Tuttavia, se vi dicessi di leggere e ascoltare in questo blog le testimonianze pubbliche rilasciate da coloro che hanno frequentato Master Bank, il corso di specializzazione in finanziamenti d’azienda, scoprireste, se ascoltate con attenzione, che quelle persone che oggi vi parlano della loro soddisfazione e del loro successo, hanno tutte una cosa in comune.

 

Cambiare vita comporta sempre la rinuncia a un fattore determinante,

che non sono i soldi o il tempo.

 

Quindi, di cosa si tratta?

 

Ma lui è un teorico

I miei detrattori, da tempo, mi criticano perché io sarei un teorico, dato che sono – anche – un professore. Sono lieto che chi non mi conosce affatto sappia dare un giudizio così netto su di me.

Io, che dovrei dopo cinquant’anni di vita avere una conoscenza abbastanza approssimativa di me stesso, non saprei invece come definirmi.

Quando mi guardo allo specchio, ripensando a ciò che ho fatto – criterio di molti per chiedersi chi sei – divento confuso.

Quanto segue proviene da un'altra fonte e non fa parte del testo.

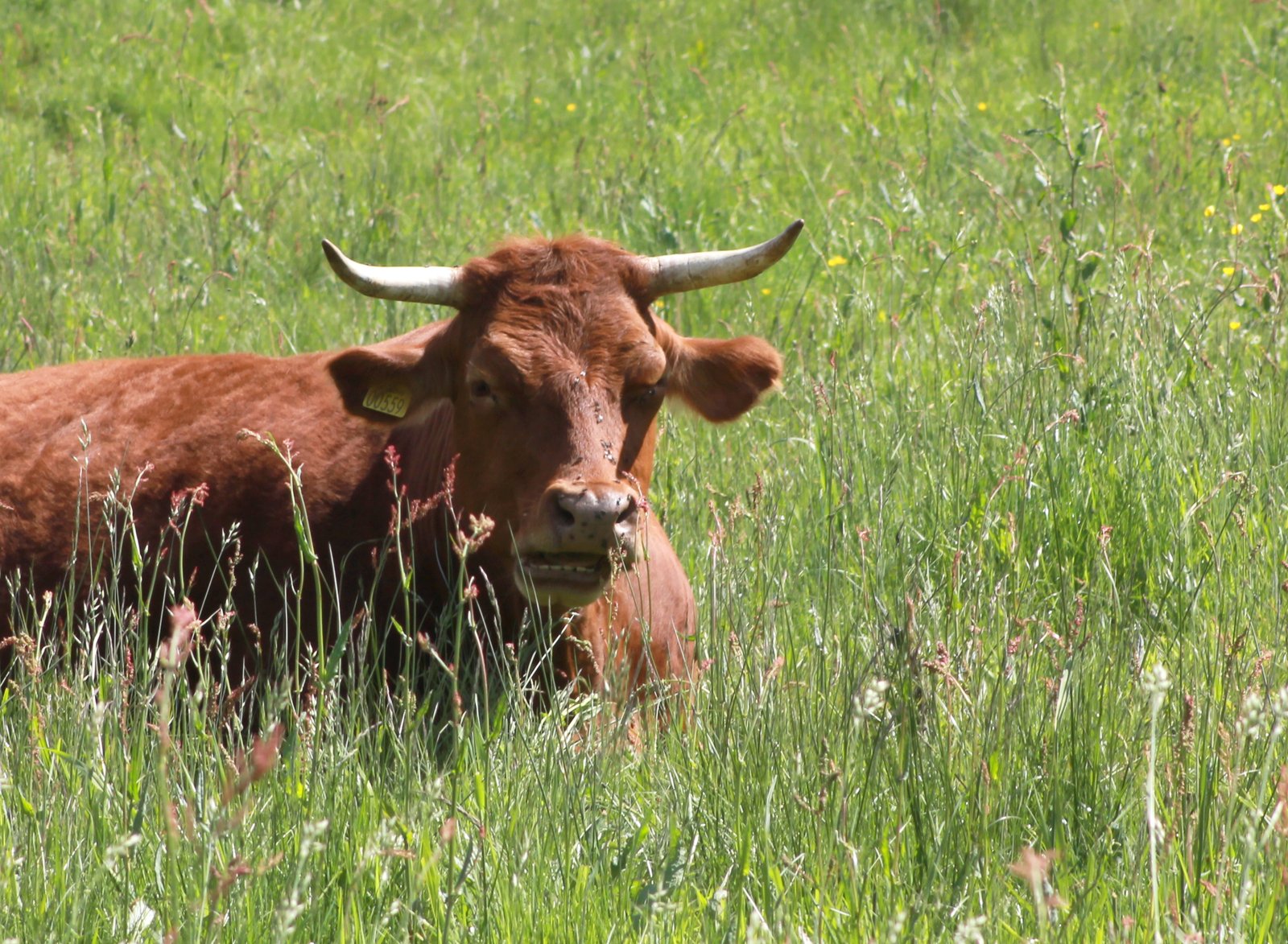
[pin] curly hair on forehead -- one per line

Io ho iniziato per prima cosa facendo il politico locale, per poi fare il politico nazionale, quindi ho mollato tutto e mi sono messo a fare prima il formatore, quindi il free lance, poi il ricercatore nelle ricerche di mercato, ma poi il consulente privato di finanza agevolata avviando e gestendo tre società, e poi anni dopo il consulente pubblico, quindi il manager pubblico, poi il manager privato, quindi il consulente di associazioni imprenditoriali, poi il docente in banche, in confidi, poi in enti pubblici, quindi ho iniziato in Università, quindi sono stato amministratore di società pubbliche, e poi ho fatto il consulente di impresa a scopo di lucro e poi di enti non a scopi di lucro.

 

Quindi, ciò che fai dice ciò che sei?

O, forse, ciò che hai dice ciò che sei?

 

Ho insegnato in diverse Università e Dipartimenti di diritto, di economia, di scienze politiche, e oggi insegno a contratto in diversi Corsi di Master e di Laurea.

Ma non sono certamente un docente della pubblica amministrazione, perché non sono un dipendente e non vivo di quello. Nemmeno vivo più di politica, pur continuando a fare il consigliere economico nel mondo politico a livello nazionale. Non vivo nemmeno di quest’altro.

Mi guadagno da vivere con un progetto d’impresa che si chiama WIN the BANK, per il quale ho mollato per l’ennesima volta nella mia vita tutto e tutti, dedicandomi a una cosa che tre anni fa era definita folle e di impossibile riuscita, a detta di molti.

In età adulta, ho scelto di fare ciò che più mi piaceva, esattamente ciò che volevo fare nella mia vita, dopo tanti anni di ricerca.

E oggi, a dispetto del fatto che non è possibile realizzare i propri sogni, le proprie ambizioni, nel solo prossimo mese devo tenere conferenze a Firenze, poi Roma, quindi Bologna, Milano, Verona e non ricordo più dove altro.

E allora, ciò che siete si chiama essere un commercialista, un consulente aziendale, un manager, oppure si misura in ciò che possedete, in quel avete in banca?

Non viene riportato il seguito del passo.